Luke
Luke

Reputation: 23

LDAP SIze Limit Exceeded - Catch Warning

I get this error while using LDAP , i know that my maximum number is 25.

Warning: ldap_search() [function.ldap-search]: Partial search results returned: Sizelimit exceeded in

How can I catch this and output the partial results and display that there were to many results. Or Can i just display there were to many results?

Any ideas?

Upvotes: 1

Views: 8107

Answers (2)

AlexandreRW
AlexandreRW

Reputation: 21

$resource = ldap_search( $link_identifier, $base_dn, $filter );
if ( ldap_errno( $link_identifier ) === 4 )
    echo 'Partial search results returned';

or

$resource = ldap_search( $link_identifier, $base_dn, $filter );
if ( strtoupper( ldap_error( $link_identifier ) ) === 'SIZE LIMIT EXCEEDED' )
    echo 'Partial search results returned';

Upvotes: 0

Terry Gardner
Terry Gardner

Reputation: 11132

The directory server imposes a limit on:

  • the number of objects to return from a search
  • the amount of time spent on a search
  • the number of entries to examine when creating the candidate list

Depending on the server, the limits can be imposed by global configuration, via a client connection policy, or based on the authentication identity.
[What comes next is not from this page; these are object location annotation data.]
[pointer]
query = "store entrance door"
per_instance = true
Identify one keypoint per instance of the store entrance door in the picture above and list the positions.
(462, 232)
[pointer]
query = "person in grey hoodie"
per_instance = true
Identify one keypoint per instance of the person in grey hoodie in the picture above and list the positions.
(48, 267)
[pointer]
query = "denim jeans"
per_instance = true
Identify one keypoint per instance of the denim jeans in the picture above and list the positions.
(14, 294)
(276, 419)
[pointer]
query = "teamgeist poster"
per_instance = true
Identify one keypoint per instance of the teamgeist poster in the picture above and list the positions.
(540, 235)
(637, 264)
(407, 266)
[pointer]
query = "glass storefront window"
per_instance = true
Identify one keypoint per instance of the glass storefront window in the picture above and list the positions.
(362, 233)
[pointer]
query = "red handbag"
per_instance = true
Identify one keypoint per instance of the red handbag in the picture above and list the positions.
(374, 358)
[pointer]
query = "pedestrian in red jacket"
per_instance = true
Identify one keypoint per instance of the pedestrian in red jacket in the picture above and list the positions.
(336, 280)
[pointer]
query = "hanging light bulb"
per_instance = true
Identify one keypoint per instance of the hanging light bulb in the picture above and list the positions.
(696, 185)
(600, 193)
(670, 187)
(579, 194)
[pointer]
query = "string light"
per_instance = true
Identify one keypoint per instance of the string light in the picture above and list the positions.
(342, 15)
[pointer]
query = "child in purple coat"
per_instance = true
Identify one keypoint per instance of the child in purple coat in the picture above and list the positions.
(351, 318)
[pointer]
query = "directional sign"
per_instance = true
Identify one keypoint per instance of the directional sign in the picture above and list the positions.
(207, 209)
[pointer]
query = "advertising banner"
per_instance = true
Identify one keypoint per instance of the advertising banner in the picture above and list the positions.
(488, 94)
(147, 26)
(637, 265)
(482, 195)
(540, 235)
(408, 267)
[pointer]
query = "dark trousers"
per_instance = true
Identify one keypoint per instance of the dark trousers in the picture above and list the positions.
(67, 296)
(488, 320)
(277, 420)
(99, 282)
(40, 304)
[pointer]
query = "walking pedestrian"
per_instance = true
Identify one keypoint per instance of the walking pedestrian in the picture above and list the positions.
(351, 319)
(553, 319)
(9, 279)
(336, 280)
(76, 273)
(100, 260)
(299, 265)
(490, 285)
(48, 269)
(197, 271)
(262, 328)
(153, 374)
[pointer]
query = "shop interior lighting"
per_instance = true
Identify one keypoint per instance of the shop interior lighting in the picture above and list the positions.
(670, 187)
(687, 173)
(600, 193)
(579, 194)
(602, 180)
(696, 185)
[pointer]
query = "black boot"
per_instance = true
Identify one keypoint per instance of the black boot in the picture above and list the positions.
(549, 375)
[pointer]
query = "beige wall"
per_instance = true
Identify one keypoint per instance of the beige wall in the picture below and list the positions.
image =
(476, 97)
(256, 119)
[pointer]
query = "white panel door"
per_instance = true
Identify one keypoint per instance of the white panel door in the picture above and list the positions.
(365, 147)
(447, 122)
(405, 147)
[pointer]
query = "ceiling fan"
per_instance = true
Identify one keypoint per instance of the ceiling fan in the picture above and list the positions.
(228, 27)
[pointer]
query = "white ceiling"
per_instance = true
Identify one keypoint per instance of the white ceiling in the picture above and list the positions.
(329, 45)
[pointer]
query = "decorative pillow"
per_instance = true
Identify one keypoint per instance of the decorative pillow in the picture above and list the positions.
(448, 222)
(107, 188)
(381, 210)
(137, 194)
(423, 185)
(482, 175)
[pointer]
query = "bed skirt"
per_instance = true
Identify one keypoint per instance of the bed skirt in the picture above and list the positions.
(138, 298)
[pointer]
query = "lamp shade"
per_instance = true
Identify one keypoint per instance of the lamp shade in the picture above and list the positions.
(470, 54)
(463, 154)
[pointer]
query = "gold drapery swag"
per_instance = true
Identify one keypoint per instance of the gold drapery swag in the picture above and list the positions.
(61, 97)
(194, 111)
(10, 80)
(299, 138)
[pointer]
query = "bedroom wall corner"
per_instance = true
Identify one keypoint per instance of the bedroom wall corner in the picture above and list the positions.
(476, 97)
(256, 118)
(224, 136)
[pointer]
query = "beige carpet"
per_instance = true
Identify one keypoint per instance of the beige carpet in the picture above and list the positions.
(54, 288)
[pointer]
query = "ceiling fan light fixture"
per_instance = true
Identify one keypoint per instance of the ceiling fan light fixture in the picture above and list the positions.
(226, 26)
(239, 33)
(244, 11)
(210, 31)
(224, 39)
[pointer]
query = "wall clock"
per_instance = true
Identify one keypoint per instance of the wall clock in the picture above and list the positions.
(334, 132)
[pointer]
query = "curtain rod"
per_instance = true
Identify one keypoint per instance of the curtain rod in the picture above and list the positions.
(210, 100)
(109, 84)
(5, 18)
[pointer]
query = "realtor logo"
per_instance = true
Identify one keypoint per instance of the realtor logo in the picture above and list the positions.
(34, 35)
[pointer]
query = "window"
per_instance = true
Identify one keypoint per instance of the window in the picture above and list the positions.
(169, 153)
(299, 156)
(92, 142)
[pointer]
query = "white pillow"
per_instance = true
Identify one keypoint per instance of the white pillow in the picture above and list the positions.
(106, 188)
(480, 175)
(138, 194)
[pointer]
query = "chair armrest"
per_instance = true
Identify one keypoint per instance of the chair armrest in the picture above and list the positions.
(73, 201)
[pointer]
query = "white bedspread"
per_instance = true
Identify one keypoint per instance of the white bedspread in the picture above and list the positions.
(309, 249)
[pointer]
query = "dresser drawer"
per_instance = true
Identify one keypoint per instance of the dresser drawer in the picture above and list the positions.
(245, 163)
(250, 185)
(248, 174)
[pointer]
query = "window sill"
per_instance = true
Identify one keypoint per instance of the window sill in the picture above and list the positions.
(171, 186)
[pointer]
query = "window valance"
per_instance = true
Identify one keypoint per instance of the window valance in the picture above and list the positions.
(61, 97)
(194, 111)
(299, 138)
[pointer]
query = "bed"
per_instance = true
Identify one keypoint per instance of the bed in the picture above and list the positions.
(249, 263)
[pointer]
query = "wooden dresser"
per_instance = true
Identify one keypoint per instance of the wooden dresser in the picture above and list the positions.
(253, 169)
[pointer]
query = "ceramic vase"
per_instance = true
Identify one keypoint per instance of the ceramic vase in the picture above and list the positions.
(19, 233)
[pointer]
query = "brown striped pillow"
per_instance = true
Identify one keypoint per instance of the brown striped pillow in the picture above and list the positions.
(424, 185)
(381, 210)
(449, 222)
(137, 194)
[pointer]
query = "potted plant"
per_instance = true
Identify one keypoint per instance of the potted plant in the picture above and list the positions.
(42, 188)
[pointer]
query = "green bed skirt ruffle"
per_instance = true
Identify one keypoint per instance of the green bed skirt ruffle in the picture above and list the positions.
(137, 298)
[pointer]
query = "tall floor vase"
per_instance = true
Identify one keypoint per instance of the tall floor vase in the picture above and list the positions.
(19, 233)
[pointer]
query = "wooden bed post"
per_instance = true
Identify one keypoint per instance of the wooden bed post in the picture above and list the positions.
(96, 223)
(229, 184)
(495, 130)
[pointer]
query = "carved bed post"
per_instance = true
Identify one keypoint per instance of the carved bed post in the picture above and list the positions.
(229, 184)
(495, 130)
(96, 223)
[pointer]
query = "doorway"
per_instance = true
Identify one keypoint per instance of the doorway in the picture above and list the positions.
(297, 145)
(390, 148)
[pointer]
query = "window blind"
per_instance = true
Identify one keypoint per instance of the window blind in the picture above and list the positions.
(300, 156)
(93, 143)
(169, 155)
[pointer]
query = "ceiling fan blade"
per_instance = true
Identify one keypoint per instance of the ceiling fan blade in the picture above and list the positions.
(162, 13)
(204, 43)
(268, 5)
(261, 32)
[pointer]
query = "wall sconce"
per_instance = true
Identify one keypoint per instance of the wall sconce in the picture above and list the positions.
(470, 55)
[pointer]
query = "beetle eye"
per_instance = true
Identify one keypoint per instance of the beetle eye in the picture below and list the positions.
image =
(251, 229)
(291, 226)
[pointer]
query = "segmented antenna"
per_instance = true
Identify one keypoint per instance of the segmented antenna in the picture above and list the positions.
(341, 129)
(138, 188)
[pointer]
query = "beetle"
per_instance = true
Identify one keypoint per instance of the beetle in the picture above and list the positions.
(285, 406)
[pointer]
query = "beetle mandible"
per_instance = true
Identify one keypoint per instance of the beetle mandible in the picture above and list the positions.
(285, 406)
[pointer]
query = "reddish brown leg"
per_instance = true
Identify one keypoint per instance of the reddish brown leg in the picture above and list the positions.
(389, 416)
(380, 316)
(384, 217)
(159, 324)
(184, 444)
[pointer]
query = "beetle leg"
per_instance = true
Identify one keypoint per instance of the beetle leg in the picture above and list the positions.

The result in the search response indicates that a partial number of results were returned to the client. The client can (and should) impose a size limit and a time limit as part of a search request, but these limits, known as client-requested limits, cannot override the server limits.

A correctly coded API will return entries up to sizelimit number of entries. In other words, if there are 3 entries that match search parameters, the client sets a client-requested size limit of 2, the server will return 2 entries (in any order, LDAP entries are not ordered, that is, the ordering is not repeatable) and set the search result code to 'size limit exceeded'.

While it might be common knowledge that AD uses 1000, applications must not be coded with knowledge of server vendor, version, or configuration. Doing so is bad form, not professional, and results in brittle, unmaintainable code. Code your applications as it the server to which you connect is a generic LDAP server that is fully compliant with the the LDAP Directorate's standards at IETF.

My blog entry has some discussion about search request and search response, and I have also created a LDAP: Programming Practices article.